December 9, 2004
La Jolla, CA – Scientists at the Salk Institute have provided a startling insight into how cells age that might lead to new approaches for treating cancer and even aging itself.
Dr. Jan Karlseder, an assistant professor at the Salk Institute for Biological Studies, and his PhD student Laure Crabbe have discovered that a small piece missing from a single chromosome may be sufficient to trigger the aging process. The findings are published today in the journal Science.
Crabbe and Karlseder discovered that people with Werner’s syndrome, a rare genetic disorder in which people age rapidly from the age of about 15 and usually die of cancer by age 40, are missing the protective caps (called telomeres) on the ends of some of their chromosomes. Further investigation revealed that these people are unable to create normal chromosomes during cell division because they lack a crucial protein called WRN. This protein acts as a ‘detangler’ that unravels knots in the DNA during the complicated process of chromosome replication.
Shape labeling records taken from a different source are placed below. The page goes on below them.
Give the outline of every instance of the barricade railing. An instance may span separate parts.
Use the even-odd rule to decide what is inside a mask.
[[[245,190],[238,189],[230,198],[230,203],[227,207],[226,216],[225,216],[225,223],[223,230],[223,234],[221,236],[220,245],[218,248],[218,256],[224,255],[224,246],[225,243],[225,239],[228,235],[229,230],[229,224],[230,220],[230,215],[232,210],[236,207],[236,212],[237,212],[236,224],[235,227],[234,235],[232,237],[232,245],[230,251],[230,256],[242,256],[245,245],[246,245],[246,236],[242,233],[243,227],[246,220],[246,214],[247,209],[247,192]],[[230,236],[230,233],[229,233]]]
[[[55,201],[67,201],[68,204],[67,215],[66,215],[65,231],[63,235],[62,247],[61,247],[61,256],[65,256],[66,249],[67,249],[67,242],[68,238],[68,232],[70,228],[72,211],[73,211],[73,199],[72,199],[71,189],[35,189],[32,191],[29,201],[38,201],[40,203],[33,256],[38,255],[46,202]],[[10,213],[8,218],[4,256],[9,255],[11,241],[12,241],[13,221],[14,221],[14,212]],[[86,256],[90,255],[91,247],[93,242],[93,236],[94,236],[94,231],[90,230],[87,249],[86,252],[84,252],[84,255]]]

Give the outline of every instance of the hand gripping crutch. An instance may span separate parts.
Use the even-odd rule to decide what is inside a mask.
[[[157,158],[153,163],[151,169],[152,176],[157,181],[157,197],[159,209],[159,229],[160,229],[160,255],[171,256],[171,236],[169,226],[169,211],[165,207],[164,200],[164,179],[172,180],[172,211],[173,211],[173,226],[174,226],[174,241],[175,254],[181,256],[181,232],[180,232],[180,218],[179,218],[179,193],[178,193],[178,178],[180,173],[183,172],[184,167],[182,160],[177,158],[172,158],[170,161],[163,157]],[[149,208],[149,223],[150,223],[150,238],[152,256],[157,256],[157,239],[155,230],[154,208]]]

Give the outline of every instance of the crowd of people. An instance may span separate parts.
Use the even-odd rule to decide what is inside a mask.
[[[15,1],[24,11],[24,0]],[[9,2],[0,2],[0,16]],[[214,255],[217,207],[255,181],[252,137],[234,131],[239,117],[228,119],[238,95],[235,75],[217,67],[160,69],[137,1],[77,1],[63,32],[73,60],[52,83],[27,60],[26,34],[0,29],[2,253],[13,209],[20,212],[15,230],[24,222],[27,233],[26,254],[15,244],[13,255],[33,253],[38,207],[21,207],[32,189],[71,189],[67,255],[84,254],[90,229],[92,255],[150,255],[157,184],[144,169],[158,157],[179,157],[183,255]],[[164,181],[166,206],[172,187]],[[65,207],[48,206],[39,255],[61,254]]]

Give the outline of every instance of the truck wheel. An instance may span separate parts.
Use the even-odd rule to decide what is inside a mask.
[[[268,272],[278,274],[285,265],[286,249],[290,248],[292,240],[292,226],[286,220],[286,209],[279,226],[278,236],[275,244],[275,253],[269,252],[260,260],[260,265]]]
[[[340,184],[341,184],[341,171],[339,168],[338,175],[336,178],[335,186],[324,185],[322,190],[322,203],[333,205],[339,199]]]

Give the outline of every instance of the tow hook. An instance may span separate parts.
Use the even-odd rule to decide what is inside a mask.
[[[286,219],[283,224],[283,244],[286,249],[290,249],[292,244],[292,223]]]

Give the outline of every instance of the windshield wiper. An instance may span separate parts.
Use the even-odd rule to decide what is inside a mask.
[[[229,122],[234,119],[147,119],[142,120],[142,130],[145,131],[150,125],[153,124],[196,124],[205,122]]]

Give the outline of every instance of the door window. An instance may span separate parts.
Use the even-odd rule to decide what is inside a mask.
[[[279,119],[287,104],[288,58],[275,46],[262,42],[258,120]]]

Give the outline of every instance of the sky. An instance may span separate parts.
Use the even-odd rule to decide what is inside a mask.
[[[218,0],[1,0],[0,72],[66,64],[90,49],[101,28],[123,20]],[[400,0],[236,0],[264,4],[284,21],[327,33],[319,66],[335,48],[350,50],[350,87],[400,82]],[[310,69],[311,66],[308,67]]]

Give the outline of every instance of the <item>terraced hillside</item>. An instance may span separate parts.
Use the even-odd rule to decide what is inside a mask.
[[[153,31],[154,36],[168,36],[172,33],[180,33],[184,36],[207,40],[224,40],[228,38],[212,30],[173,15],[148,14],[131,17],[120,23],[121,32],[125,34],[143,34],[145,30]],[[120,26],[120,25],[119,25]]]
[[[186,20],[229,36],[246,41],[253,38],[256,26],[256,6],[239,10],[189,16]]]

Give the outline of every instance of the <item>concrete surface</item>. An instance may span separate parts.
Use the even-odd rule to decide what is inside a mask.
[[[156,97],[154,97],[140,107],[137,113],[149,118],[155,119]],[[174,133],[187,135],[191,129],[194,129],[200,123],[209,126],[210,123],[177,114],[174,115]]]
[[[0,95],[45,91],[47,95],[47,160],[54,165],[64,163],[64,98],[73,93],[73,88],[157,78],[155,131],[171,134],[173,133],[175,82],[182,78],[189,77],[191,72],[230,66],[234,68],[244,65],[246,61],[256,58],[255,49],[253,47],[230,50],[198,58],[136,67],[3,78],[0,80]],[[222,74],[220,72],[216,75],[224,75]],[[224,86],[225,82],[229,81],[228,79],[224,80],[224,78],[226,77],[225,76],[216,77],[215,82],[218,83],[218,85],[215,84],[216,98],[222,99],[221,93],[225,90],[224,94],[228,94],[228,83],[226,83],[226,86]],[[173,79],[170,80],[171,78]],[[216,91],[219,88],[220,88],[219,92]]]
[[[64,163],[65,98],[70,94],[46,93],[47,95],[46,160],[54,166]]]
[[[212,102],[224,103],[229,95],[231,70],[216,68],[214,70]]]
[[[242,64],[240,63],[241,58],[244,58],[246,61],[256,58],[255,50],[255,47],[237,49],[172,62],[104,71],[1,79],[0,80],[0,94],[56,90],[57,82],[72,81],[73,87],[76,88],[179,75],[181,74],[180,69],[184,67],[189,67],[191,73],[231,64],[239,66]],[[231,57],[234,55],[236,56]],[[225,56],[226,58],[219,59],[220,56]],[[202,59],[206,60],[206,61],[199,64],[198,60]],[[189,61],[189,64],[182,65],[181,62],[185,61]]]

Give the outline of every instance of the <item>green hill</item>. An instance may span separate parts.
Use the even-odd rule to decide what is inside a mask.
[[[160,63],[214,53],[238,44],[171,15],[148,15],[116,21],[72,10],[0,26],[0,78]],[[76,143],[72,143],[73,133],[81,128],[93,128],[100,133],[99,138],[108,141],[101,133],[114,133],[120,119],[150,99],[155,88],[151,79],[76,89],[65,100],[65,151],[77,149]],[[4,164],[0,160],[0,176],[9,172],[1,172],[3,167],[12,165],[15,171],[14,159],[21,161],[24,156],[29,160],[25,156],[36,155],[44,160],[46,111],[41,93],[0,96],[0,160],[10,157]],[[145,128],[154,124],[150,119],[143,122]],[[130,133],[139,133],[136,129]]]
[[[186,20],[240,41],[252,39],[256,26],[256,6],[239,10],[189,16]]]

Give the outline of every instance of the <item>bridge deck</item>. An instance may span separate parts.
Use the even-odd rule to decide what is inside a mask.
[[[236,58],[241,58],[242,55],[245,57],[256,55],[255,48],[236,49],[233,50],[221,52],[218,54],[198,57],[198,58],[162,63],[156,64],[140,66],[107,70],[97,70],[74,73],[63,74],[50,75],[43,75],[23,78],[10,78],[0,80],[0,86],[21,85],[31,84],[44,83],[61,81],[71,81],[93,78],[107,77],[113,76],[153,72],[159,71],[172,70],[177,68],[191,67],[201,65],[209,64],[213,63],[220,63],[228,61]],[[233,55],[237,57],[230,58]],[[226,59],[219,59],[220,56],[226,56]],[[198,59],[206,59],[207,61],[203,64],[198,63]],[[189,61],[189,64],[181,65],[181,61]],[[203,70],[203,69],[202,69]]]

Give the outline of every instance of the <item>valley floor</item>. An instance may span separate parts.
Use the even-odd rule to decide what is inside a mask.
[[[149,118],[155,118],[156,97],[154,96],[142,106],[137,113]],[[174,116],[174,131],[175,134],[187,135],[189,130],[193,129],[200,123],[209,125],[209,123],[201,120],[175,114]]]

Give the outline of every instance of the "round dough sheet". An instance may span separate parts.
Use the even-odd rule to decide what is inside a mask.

Until this discovery, it was generally accepted that aging occurs through a gradual process of genetic attrition in all 46 chromosomes within a cell, whereby the telomeres get shorter and shorter with each cell division throughout life. The theory was that once the telomeres can no longer fully protect the genetic material the resulting genetic damage leads to age-related changes in the cell.
The discovery that the loss of just one or two telomeres is enough to trigger the dramatically accelerated aging and cancer seen in Werner’s syndrome opens up the possibility of intervening in the process.
“Scientifically, the biggest impact is that the dysfunction of a single telomere can lead to aging, and that has not been described before,” said Karlseder. “The wider implication is that in normal people this discovery might lead to new approaches for therapies for cancer and even aging.”
The Salk Institute for Biological Studies, located in La Jolla, Calif., is an independent nonprofit organization dedicated to fundamental discoveries in the life sciences, the improvement of human health and conditions, and the training of future generations of researchers. Jonas Salk, M.D., founded the institute in 1960 with a gift of land from the City of San Diego and the financial support of the March of Dimes.